Holiday Again

Here I am on another holiday weekend without people to celebrate with me.  I got through yesterday by calling a friend and almost inviting myself to dinner. Actually, I didn't invite myself to dinner.  I asked to come over later in the evening and to make a Walmart run together.  She was very open to the suggestion and invited me to dinner, which I was happy to accept.  I had a very nice meal and enjoyed my time with her and her husband.  Then I came home and watched the Pirate baseball game, which went till after 12:30 AM.  I turned it off at 12:30 and went to bed.  I had to learn this morning that the Pirates had won the game in the bottom of the 18th inning.  I was still sleepy this morning.

This morning I noticed a friend at church who seemed really depressed.  When I asked her if she had plans for dinner and she answered that she didn't, I invited her to come to my house for dinner.  I hadn't planned ahead, but I knew that I could get something out of the freezer and make a meal which we would enjoy together. She accepted eagerly, and I'm sure I saw tears in her eyes.

Jean has been a widow for 18 years. She's gone through the early adjustment years, through the times when the "kids" came home a lot and needed her.  Now she has grandchildren and even great grandchildren and many of her family live an hour away and they don't come visit much. She says she remembers how the best times were when she was cooking and baking for her family.  Now she seldom cooks or bakes, not even cooking for herself.

After our meal, we went to the living room and just talked till about 3, when she left to go home.  I'm glad she came today because I wasn't planning to cook for myself!  She wasn't cooking her own meal either.  So we both had a nice meal and had friendship, too.  Yes, I'm very glad that she came for dinner today

Posted by: NJ on 5/28/2006 2:37:10 PM , 4 comments

Submitted by Brenda at 5/28/2006 10:54:51 PM
    Nancy,
    I am very blessed this summer. My daughter is home for the summer -- she found a summer internship job near our home. Next summer she plans to find an internship on the East Coast. My niece is also living with us this summer. She will move into her own apartment when she knows which school she will be teaching at.
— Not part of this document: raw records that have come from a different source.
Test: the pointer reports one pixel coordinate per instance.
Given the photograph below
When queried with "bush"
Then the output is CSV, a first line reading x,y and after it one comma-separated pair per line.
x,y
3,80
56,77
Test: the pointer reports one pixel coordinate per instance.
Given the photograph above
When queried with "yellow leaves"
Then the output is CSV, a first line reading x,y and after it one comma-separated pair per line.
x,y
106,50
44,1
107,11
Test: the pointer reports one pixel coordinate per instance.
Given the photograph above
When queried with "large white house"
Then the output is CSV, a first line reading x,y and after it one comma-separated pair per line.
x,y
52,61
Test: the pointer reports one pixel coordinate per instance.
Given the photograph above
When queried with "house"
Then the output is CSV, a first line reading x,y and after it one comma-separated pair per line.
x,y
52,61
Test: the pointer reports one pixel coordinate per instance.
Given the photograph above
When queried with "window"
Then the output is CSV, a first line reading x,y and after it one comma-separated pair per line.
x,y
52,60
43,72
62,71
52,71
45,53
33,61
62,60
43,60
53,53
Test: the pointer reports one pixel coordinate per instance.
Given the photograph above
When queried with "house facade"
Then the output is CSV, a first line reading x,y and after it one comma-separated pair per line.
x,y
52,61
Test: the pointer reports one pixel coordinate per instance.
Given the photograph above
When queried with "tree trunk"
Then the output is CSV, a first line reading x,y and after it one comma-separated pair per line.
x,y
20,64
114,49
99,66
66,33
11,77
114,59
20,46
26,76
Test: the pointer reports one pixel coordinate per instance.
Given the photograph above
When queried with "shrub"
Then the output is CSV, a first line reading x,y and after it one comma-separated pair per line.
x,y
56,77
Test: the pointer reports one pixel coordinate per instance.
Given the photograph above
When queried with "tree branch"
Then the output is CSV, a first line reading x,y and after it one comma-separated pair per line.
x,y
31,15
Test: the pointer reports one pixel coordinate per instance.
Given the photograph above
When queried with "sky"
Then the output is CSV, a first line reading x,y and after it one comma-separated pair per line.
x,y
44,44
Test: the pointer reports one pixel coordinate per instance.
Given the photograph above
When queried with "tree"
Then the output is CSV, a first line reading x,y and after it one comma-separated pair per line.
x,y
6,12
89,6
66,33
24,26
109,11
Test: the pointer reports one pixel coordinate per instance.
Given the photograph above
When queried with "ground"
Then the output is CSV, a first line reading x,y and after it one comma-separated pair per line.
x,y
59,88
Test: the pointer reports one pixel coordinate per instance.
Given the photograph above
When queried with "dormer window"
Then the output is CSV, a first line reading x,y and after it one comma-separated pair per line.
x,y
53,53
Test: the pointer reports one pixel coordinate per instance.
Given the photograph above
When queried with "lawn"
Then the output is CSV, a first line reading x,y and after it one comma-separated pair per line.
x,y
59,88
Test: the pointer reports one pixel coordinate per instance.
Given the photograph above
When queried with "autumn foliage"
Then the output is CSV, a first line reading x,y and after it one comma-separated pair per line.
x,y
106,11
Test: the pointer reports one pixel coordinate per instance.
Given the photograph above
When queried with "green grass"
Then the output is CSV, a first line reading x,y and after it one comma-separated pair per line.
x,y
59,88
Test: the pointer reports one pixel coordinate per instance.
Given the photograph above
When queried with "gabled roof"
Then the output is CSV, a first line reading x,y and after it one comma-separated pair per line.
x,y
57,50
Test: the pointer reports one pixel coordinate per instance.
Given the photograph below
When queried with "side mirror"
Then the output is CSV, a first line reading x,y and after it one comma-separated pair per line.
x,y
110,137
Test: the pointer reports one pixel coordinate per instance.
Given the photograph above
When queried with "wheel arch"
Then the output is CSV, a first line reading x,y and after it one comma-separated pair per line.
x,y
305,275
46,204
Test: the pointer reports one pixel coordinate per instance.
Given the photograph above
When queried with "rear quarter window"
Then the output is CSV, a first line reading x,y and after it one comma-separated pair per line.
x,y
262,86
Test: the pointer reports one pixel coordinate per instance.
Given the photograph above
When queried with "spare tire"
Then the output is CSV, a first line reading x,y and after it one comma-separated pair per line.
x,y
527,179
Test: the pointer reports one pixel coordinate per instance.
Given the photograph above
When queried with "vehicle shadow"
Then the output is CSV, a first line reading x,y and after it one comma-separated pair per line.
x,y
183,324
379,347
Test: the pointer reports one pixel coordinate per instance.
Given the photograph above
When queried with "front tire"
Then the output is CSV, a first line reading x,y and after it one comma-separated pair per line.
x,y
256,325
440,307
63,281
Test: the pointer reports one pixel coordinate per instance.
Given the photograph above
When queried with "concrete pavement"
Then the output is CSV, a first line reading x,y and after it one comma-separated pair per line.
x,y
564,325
I'm afraid it will be the last summer I will be blessed with these young roommates -- then I will be following your example -- finding ways to fill the holiday week-ends. Stepping out of my comfort zone to reach out to others. I'm glad you had two enjoyable meals this week-end.
Submitted by nj at 5/29/2006 5:57:12 AM
    Brenda, how nice to hear from you again. I don't know why sometimes it's so hard to get into involvement with people and I have to work so hard at it. Some times it just falls into place easily, like this weekend, but even then, I have had to make an effort. I'm happy for you that you're having people with you this summer. Surely by next summer God will provide more blessings for you. I hope things keep looking up.
Submitted by mary lou at 5/29/2006 3:54:05 PM
    For years, I could not wait until I was retired, and able to live in the same town with all of my family, and have huge family get togethers all the time. But my family has a mind of it;s own. They all live away, and have their own lives that dont include me. SIGH!! so I too am alone on the holidays, except for Easter and Thankgsgiving and Christmas, when my siblings gather here, but not my kids!!
Submitted by nj at 5/30/2006 5:31:55 AM
    Mary Lou, it seems to be the case for a lot of older folks, that their children's lives are so full of their activities that they don't have time to spend with their parent/s. Sometimes we understand that because distance separates us, but often it seems that planning could make a difference. Whatever it is, it hurts. And we don't know how to change it to meet our needs. It doesn't help to know that many people our age are going through the same thing, does it?